For a maximal left ideal $M$ of $S$, is $f^{-1}(M)$ a maximal left ideal of $R$ when $f$ is surjective?

Question

Let $f:R \longrightarrow S$ a surjective ring homomorphism. Is the inverse image $f^{-1}(M)$ a maximal left ideal of $R$ for any maximal left ideal $M$ of $S$?

Comments: I tied something like this: if $M$ is maximal then

$M \neq S$ and if $J$ is a left ideal such that $M \varsubsetneq J \subseteq S \Rightarrow J = S$.

I want to show that: $f^{-1}(M) \neq R$ and if $I$ is a left ideal such that $f^{-1}(M) \varsubsetneq I \subseteq R \Rightarrow I = R$.

The first statement follows from the fact that $f$ is surjective. I am unable to prove the second.

Answer 1

If $I$ is a left ideal such that $f^{-1}(M) \varsubsetneq I \subseteq R \Rightarrow I = R$.

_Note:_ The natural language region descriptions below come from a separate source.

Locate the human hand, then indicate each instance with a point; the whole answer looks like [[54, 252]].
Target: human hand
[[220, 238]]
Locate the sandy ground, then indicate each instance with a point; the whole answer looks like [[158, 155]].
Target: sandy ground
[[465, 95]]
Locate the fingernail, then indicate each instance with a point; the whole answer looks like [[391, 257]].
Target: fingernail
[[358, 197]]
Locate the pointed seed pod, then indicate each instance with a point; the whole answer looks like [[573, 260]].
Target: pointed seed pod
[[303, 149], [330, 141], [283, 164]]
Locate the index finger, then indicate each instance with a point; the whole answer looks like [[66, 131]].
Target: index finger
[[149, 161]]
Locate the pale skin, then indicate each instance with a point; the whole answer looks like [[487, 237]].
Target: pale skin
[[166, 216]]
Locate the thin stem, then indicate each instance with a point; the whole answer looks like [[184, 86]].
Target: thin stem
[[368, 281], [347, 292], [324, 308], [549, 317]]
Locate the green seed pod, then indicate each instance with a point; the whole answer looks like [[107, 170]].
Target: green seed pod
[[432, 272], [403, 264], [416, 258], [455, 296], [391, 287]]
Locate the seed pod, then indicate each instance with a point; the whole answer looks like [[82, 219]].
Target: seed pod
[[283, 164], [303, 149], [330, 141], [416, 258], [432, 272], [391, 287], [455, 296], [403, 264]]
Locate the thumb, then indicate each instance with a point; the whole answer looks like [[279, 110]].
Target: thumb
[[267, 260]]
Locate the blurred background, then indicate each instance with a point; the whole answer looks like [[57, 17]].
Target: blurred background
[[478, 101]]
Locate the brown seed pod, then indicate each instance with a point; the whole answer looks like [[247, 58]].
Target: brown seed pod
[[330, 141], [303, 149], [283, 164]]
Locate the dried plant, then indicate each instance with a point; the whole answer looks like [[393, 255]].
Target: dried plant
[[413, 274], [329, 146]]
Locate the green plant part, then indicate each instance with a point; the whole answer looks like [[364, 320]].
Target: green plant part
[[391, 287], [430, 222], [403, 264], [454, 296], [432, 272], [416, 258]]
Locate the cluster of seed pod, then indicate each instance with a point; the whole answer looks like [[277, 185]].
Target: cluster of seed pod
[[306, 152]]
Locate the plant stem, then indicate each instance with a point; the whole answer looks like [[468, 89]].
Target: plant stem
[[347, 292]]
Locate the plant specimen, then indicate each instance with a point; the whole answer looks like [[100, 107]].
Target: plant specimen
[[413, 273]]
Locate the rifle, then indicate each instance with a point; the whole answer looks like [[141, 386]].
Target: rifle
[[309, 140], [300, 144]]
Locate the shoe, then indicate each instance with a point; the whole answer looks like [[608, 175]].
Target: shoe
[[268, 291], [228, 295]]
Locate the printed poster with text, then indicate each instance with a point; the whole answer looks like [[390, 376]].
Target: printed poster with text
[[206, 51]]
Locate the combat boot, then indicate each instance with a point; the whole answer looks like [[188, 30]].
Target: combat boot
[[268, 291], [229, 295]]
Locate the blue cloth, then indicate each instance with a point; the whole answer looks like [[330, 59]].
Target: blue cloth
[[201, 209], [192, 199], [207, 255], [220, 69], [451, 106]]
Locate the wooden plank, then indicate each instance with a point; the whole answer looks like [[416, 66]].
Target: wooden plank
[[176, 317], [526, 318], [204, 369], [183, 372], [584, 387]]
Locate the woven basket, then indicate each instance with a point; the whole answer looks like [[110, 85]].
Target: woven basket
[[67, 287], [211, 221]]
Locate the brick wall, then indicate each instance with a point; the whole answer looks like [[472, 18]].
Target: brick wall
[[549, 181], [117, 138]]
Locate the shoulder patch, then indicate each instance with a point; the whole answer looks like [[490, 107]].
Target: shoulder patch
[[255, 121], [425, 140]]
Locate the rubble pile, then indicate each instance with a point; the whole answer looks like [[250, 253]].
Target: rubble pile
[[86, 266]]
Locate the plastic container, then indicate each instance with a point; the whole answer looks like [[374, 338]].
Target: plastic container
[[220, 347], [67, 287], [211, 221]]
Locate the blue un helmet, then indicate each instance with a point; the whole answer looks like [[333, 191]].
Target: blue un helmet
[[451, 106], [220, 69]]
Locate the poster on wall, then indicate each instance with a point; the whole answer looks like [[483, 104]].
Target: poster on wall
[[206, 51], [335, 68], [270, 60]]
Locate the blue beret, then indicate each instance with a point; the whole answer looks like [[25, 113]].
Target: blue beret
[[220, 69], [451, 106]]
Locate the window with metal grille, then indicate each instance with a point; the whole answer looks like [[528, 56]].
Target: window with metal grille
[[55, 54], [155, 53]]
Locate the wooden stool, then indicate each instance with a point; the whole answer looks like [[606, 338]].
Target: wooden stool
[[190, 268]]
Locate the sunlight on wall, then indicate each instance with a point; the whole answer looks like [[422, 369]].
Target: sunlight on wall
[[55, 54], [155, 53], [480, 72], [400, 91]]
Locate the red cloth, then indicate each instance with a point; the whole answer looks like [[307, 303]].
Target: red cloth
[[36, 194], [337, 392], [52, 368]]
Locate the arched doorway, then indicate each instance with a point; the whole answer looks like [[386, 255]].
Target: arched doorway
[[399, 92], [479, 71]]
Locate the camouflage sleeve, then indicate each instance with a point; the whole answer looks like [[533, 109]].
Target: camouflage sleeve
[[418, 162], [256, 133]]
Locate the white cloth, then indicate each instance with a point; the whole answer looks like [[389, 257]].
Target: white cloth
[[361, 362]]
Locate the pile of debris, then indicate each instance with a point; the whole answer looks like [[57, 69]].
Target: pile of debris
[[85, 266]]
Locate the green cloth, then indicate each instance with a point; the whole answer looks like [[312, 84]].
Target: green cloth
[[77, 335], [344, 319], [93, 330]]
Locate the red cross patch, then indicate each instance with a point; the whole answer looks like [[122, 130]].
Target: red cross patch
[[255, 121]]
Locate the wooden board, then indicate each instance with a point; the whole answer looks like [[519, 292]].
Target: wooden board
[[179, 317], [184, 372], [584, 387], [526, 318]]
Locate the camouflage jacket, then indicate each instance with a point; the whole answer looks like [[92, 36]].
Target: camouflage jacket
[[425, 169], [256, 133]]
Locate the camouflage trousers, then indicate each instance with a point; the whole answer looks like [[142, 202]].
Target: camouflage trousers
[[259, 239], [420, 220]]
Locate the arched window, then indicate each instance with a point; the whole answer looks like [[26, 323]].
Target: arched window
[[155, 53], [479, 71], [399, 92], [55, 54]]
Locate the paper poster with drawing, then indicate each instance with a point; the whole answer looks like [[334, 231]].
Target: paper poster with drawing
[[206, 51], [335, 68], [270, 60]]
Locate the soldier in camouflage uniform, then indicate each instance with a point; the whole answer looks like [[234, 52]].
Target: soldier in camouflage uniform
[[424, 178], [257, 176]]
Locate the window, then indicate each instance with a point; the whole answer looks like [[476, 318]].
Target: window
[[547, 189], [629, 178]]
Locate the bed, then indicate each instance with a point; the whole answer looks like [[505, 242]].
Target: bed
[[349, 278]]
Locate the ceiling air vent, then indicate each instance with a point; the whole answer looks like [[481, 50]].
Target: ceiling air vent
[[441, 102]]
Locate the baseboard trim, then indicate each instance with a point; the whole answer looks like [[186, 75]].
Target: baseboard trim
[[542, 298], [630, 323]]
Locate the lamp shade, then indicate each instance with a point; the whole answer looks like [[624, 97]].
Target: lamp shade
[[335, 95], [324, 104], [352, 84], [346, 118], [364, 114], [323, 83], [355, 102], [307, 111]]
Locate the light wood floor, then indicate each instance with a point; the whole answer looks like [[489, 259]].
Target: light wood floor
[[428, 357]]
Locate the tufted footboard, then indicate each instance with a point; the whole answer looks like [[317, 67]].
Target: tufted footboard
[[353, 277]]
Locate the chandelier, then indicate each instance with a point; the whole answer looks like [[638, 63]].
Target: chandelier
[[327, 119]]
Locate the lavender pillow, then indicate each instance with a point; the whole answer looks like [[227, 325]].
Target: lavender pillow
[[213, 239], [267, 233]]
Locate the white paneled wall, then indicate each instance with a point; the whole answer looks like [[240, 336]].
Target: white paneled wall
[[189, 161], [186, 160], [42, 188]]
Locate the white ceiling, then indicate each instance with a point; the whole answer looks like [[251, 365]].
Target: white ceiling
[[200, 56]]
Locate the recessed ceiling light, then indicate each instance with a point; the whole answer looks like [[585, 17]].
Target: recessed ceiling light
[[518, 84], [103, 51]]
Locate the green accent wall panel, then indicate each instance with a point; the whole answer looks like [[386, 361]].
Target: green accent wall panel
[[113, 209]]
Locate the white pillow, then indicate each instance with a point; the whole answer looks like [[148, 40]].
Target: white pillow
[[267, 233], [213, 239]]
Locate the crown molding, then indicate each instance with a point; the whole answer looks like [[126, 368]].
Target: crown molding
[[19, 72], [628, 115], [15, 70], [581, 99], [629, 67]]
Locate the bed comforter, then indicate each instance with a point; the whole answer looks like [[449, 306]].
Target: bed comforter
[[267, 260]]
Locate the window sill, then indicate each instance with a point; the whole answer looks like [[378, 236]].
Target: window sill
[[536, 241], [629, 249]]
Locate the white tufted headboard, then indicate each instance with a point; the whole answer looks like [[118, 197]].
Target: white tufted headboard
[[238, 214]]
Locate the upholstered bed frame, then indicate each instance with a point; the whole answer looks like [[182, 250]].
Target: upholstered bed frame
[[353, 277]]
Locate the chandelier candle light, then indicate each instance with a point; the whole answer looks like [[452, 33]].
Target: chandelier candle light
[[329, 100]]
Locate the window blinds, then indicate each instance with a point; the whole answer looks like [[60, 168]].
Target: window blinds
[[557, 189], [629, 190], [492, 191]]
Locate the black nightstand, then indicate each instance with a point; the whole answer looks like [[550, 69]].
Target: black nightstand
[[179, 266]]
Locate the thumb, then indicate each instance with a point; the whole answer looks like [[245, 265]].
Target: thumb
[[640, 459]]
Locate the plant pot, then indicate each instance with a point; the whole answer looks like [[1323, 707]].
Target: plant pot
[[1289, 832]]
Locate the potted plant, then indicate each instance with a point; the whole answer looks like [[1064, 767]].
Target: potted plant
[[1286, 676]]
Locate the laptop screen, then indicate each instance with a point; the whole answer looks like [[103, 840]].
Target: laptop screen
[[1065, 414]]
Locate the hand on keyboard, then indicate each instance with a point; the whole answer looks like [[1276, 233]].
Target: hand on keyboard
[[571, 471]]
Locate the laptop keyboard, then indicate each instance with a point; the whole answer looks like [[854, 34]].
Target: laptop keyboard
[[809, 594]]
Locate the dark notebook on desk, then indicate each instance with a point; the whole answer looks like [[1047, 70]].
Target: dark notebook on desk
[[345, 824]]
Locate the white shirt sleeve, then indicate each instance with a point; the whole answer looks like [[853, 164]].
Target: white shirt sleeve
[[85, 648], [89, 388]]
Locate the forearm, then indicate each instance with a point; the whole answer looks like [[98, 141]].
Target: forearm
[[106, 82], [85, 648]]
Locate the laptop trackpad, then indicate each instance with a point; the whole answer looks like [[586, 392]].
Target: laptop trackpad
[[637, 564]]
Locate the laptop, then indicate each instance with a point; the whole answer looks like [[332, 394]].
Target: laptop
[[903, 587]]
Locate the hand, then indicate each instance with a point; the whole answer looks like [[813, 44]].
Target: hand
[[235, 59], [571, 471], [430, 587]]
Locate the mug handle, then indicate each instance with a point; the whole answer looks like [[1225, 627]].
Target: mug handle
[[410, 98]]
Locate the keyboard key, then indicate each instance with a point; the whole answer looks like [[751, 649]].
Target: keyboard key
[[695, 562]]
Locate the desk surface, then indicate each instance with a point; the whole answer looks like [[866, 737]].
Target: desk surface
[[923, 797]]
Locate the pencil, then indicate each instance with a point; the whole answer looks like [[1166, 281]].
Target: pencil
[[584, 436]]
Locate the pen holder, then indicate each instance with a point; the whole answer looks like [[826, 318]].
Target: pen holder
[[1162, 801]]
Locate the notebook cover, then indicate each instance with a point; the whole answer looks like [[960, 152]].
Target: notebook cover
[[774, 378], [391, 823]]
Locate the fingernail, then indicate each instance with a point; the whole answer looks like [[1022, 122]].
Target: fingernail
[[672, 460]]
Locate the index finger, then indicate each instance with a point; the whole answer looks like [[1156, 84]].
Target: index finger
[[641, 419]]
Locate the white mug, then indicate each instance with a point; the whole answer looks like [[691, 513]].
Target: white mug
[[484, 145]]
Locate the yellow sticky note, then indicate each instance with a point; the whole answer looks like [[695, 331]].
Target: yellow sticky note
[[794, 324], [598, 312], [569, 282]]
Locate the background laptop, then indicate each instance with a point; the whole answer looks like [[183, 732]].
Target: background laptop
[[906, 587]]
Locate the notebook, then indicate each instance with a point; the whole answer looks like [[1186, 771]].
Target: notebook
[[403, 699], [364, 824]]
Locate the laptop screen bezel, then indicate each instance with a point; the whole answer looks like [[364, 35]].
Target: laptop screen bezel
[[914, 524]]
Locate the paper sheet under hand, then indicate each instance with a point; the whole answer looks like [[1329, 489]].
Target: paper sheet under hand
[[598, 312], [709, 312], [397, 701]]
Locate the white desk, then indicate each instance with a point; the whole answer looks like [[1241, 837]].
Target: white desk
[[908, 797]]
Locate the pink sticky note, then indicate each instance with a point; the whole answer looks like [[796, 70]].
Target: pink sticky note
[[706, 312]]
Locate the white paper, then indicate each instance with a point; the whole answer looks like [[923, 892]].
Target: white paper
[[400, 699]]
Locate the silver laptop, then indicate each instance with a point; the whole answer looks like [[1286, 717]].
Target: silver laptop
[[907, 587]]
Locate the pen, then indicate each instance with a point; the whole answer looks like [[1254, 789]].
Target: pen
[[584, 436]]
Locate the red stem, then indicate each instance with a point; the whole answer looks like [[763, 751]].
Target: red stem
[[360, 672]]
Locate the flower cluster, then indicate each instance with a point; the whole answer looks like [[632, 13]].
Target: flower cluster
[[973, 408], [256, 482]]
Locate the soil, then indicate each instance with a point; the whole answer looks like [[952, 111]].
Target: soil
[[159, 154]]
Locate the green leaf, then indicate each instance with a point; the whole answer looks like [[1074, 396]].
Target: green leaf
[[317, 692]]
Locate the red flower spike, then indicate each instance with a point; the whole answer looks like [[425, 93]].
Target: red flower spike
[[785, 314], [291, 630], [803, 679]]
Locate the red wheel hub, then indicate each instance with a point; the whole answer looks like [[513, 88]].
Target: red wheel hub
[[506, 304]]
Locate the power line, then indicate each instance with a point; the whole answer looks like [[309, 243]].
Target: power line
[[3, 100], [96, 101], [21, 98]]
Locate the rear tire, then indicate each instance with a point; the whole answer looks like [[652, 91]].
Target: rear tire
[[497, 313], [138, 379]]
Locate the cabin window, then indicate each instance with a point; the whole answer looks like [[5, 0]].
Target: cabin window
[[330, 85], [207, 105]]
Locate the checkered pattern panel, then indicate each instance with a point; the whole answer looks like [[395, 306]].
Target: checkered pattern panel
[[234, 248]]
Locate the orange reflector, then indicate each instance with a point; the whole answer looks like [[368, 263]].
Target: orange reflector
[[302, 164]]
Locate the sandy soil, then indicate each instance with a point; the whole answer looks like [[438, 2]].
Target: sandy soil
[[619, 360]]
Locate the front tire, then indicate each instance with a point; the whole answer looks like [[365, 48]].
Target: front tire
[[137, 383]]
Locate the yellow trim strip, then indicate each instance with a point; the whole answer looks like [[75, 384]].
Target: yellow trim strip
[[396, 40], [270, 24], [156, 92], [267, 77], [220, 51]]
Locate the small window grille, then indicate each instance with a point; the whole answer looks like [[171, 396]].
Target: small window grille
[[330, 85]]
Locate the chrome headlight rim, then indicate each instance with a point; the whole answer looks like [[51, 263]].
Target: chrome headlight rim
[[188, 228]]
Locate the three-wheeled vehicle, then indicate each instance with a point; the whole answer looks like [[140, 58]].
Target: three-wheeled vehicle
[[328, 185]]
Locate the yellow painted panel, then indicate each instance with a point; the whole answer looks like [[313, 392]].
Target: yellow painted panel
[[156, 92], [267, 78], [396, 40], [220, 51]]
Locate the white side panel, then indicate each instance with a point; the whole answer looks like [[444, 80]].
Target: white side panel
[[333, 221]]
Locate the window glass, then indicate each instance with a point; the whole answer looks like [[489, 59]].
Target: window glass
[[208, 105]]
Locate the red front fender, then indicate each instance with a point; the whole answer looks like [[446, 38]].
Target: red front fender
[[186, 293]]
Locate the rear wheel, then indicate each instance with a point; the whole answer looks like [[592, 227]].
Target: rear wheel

Let $a\in I$, $a\notin f^{-1}(M)$. It follows $f(a)\notin M$. Since $f^{-1}(M)\subset I$ we get $f(f^{-1}(M))\subset f(I)$. $f$ surjective gives you $M=f(f^{-1}(M))$, so $M\subset f(I)$. But $f(a)\in f(I)-M$. Now note that $f$ surjective implies that $J=f(I)$ is a left ideal of $S$, an thus you get $M\subsetneq J\subseteq S\Rightarrow J=S$, so $f(I)=S$ hence $I=R$ (why?).

Edit. Let's prove the last claim. If $r\in R$ then $f(r)\in S=f(I)$, so there is $i\in I$ such that $f(r)=f(i)$. It follows $f(r-i)=0$, so $r-i\in\ker f$. But $\ker f=f^{-1}(0)\subseteq f^{-1}(M)$, so $\ker f\subset I$ hence $r-i\in I\Rightarrow r\in I$.

Answer 2

Hint.
Let $K:=ker f$. Then $R/ K \cong S$. So maximal ideals of $S$ correspond to maximal ideals of $R/ K$. On the other hand maximal ideals of $R/K$ correspond to those maximal ideals of $R$ which contain $K$.